Group name : cysg
Group members (Imperial login) : zkl14, aes414
| Use-case | Machine (g3.4xlarge or c4.8xlarge) |
|---|---|
| Stress | c4.8xlarge |
| Certify | xxx |
| Search | c4.8xlarge |
When asked for who is responsible for things, these are to gently steer marks where appropriate, e.g. for a particularly good idea. The change in marks is not great (at most 10% of this component), but is to at least try to assign some kind of individual weighting. Most ideas can genuinely be attributed to someone (even if they are then developed as a grop), and even if you are pair programming, there is someone who takes more of a lead.
Improvement : Using all cores to execute the dominant test, then execute all other tests in parallel
Initial idea : zkl14
Feasibility analysis : zkl14
Implementation : zkl14
To identify the test (DoMultinom) which took the most time, and to use 36 cores chunk the workload n into 36 taskgroups.

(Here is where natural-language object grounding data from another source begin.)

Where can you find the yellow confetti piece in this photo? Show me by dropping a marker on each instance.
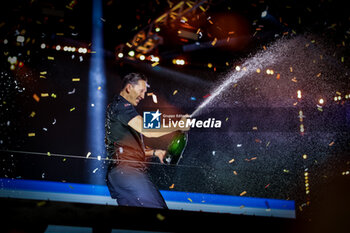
(36, 98)
(243, 193)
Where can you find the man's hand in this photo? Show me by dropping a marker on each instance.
(184, 119)
(160, 154)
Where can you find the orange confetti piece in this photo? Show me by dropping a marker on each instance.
(36, 97)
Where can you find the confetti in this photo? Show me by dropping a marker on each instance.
(160, 217)
(154, 98)
(206, 96)
(41, 203)
(243, 193)
(214, 42)
(71, 92)
(36, 98)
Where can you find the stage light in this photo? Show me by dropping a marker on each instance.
(299, 94)
(154, 58)
(96, 114)
(131, 53)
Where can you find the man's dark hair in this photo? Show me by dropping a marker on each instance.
(132, 78)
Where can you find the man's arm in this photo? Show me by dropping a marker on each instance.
(137, 122)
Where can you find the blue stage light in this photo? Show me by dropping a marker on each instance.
(96, 97)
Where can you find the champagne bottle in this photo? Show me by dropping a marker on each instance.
(176, 148)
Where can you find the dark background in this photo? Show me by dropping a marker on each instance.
(262, 101)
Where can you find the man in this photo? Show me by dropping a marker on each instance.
(127, 179)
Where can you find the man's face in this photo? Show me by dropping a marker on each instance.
(137, 92)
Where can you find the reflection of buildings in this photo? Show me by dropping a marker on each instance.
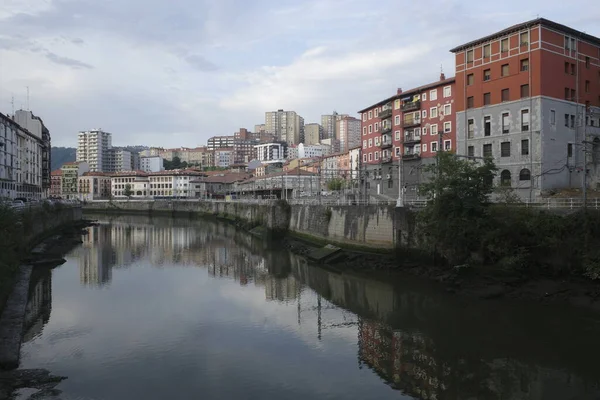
(39, 304)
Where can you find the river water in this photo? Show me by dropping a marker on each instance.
(182, 309)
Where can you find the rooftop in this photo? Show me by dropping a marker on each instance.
(405, 93)
(523, 25)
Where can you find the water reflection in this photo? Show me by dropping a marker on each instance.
(419, 341)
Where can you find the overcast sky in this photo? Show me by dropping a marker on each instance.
(174, 73)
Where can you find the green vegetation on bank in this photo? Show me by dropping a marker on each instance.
(462, 225)
(16, 233)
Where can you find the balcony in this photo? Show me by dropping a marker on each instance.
(386, 112)
(411, 156)
(386, 127)
(411, 139)
(386, 159)
(412, 106)
(408, 122)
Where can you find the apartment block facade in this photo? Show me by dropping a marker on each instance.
(24, 158)
(287, 126)
(93, 147)
(529, 96)
(410, 126)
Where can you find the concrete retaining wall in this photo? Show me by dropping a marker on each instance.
(368, 226)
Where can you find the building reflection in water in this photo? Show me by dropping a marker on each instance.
(39, 304)
(420, 341)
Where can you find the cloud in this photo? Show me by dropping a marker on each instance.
(67, 61)
(181, 72)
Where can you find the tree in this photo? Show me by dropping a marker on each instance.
(127, 191)
(456, 214)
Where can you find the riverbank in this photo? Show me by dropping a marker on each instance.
(481, 282)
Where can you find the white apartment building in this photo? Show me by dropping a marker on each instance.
(94, 147)
(21, 165)
(151, 164)
(119, 160)
(271, 152)
(288, 126)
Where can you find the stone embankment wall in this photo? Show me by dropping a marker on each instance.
(373, 226)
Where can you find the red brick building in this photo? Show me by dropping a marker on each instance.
(412, 125)
(528, 96)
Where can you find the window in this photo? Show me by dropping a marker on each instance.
(487, 125)
(487, 74)
(505, 149)
(524, 120)
(470, 102)
(470, 129)
(505, 124)
(447, 126)
(487, 150)
(505, 178)
(469, 55)
(525, 175)
(487, 99)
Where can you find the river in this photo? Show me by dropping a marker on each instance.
(160, 308)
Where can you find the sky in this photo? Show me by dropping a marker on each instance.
(174, 73)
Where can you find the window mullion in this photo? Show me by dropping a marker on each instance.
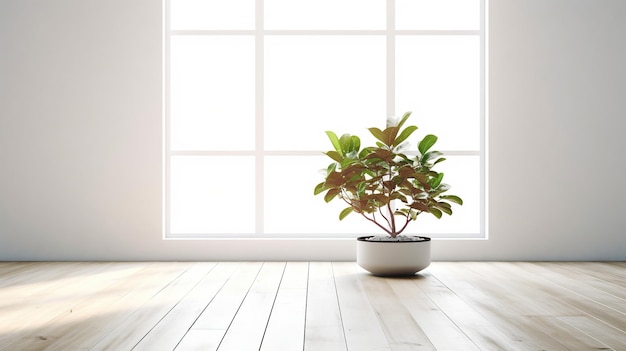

The statistical nature of the test allows tasks to work on the same sequence of n. The functions were also thread safe, as long as different arguments are passed to the functions.
Using 36 taskgroups sped up the DoMultinom test significantly, and is no longer the bottleneck. Hence, the remaining tests were done in parallel after the execution of the DoMultinom test. Care was taken to ensure the remaining tasks had same workloads. (see graphs).
Improvement : Executing multiple workloads/RNGs in parallel and parallelising the SmallCrush tests for the search use-case
Initial idea : aes414
Feasibility analysis : aes414
Implementation : aes414
Search-case targets a rate-based metric, so the key idea was to evaluate over multiple different RNGs in parallel and output results progressively. The 10 SmallCrush tests are arranged into 4 groups (~2.3sec/group) which are executed in parallel. This approach then allows to run 9 RNGs in parallel, utilising 36 cores.
Parallelising over RNGs allows to complete multiple RNGs in the same time interval. Then grouping and executing the SmallCrush tests in parallel reduces the time taken to finish each RNG test. There is a trade-off between the two. Executing many slow RNGs in parallel is like stalling a “pipeline”.
Best configuration was having 9 different RNGs in parallel and executing the 10 SmallCrush tests in 4 task_groups. This resulted in executing, on average, 3 RNGs/sec. Configuration results in 3sec gap between printing each mini-batch of RNGs. Having more RNGs in parallel increases this gap which stalls the process significantly.
These can include API changes, restructuring, moving to a different platform, ...
Initial idea : zkl14
The remaining tests aside from the DoMultinom test were grouped into 5 workgroups that took approximately the same time to execute. More parallelism could be achieved using the other 31 cores.
Simple in concept, but need to ensure that the grainsize is not too small, and that the taskgroups have equal work, which can be laborious in terms of testing.
In theory, at most a 50% speed up, since from current results, DoMultinom takes up half the time with 36 cores, and if the other tasks can be executed in zero time, ideally the total execution time can be halved. However, a 25% speedup is expected due to overheads.
Initial idea : aes414
SmallCrush tests are arranged in groups and executed in parallel as pipeline stages. Multiple pipelines would also be used. Similar as the implemented idea, but now each SmallCrush test in the pipeline operates on a different RNG. Strictly apply lots of RNGs to a test stream.
Implementation requires restructuring SmallCrush, mainly modifying/restructuring the library itself rather than the driver program. This would be beneficial for external users, as it provides a universal solution since the driver is user defined. GPU implementation requires resolving many data types and various function calls. If attempted, CUDA would be preferred.
Analysis for 9 pipelines with 4 stages each: After pipeline fills up (~10sec), 9 RNGs will be outputted every ~2.5sec. CPU implementation does not offer great improvement. Properly implementing a pipeline on a GPU is expected to perform significantly better since pipeline parallelism is well supported in hardware.